Match the impedance to get max power transfer. if u dont the full capabilty of the amp will not reach the sub and some will get reflected back reducing the sound and eventualy burning out ur amp or sub trust me i found out the hard way.
The easy way to explain it is think in water terms
u got two water pipes. if u join a 2 inch pipe to one the sme size the water flows freely (ie max power transfer)
if u join a 2 inch pie to a half inch pipe u get a blockage as such and there fore the water dont flow freely and puts preasure in the line .
is that good enough.
tell i bin doin this electronics bollox at college for 5 years ay.:)
yeah, like lod sed! spoken like a text book! LOL!
Simple really. Assume that the amp provides a constant voltage swing (hypothetically call it 20rms for now)
Power = voltage squared divided by impedance.
V-squared = 400
Hence, at 8 ohm, power = 50W
at 4 ohm, power = 100Watts RMS.
Or at 2 ohm, power = 200 RMS
1 ohm gives 400 RMS.
Problem arrises that the transistors in the amp need to be capable of matching these huge current swings (power is current squared multiplied by impedence)
So at 1 ohm and 400watts, current = 20amps...pretty big all things considered.
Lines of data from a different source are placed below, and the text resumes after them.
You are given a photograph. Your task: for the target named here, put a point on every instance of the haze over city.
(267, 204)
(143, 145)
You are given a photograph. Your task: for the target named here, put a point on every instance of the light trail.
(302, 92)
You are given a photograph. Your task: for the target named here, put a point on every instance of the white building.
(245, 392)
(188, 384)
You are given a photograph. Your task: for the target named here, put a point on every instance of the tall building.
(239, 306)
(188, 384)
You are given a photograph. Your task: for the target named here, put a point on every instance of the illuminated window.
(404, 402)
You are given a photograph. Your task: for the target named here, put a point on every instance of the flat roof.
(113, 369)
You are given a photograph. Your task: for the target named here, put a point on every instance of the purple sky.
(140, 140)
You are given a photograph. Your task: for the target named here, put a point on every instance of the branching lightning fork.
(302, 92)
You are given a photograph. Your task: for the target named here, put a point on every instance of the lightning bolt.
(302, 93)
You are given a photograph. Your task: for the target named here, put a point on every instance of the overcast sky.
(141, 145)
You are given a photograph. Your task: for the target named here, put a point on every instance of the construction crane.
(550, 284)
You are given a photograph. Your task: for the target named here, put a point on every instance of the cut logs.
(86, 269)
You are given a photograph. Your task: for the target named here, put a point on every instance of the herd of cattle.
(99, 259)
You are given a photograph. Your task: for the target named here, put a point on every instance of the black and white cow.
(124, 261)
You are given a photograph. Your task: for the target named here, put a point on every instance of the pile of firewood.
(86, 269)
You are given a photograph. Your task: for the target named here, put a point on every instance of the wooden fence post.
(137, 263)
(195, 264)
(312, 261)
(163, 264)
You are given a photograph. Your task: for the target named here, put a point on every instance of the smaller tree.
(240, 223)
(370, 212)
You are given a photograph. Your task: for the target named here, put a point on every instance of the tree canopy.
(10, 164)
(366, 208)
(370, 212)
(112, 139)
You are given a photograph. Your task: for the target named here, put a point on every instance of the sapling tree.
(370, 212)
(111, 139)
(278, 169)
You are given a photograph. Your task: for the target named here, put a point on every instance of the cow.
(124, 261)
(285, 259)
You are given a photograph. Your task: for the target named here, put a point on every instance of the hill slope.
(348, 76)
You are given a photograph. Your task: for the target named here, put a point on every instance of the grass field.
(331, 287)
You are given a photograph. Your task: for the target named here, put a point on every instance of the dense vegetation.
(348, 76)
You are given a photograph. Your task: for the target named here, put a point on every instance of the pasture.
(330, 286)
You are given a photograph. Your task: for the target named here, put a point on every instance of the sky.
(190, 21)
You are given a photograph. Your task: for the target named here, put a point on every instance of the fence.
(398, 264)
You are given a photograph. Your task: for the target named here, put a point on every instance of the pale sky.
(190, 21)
Now things get silly. Say your amp has a voltage swing for 20V but only a current capability of 15A.
8 ohm, 50Watts (V=20 I=2.5)
4 ohm, 100Watts (V=20 I=5)
2 ohm, 200watts (V=20 I=10)
1 ohm, 225watts....not 400. (V=15 I=15)
It all goes horrid.
And then the amp's internal resistance becomes larger than the load on the output, causing more power to be lost through heat in the amp than the thing is pumping into you subs (or main speakers if you're as crazy with sound as myslelf). This can cause amp-meltdown and hence, the manufacturers don't like giving you a guaranttee on doing very low impedances.
Summary: (this thing looks like a lab report already...wonder if i can hand it in to one of my lecturers...if you're out there Mr Stansbridge, perhaps you could mark my exam paper up a bit :-) )
If your amp is desgned to run at 2 ohm and the restricting factor is the voltage swing, putting 4 ohm speakers on it will give you only half the power. If it's current that the limiting factor at 2 ohm, you'll get power out of your 4 ohm speakers a lot closer to the value the amp quotes for 2 ohms.
In my personal experience (stickin a scope on the end of my amps cos uni work is boring without a little spice) it's the current that usually limits amps that run to 2 ohm. An amp I have does 200watts into 4 ohms and only 300 into 2 ohms, not 400.
Good luck...and get some mamoth-thick wiring when working into small impednaces.
DeanDTurb
28-01-2004, 09:09 AM
you dont have to get low guae wire for low impedence ratings, go by the fuse rating on the amp
You don't need lower guage wire to the amp from the battery for lower impedances, but you do from the amp to the speaker as lower impedances use higher current and lower voltage to produce the same power as higher impedances.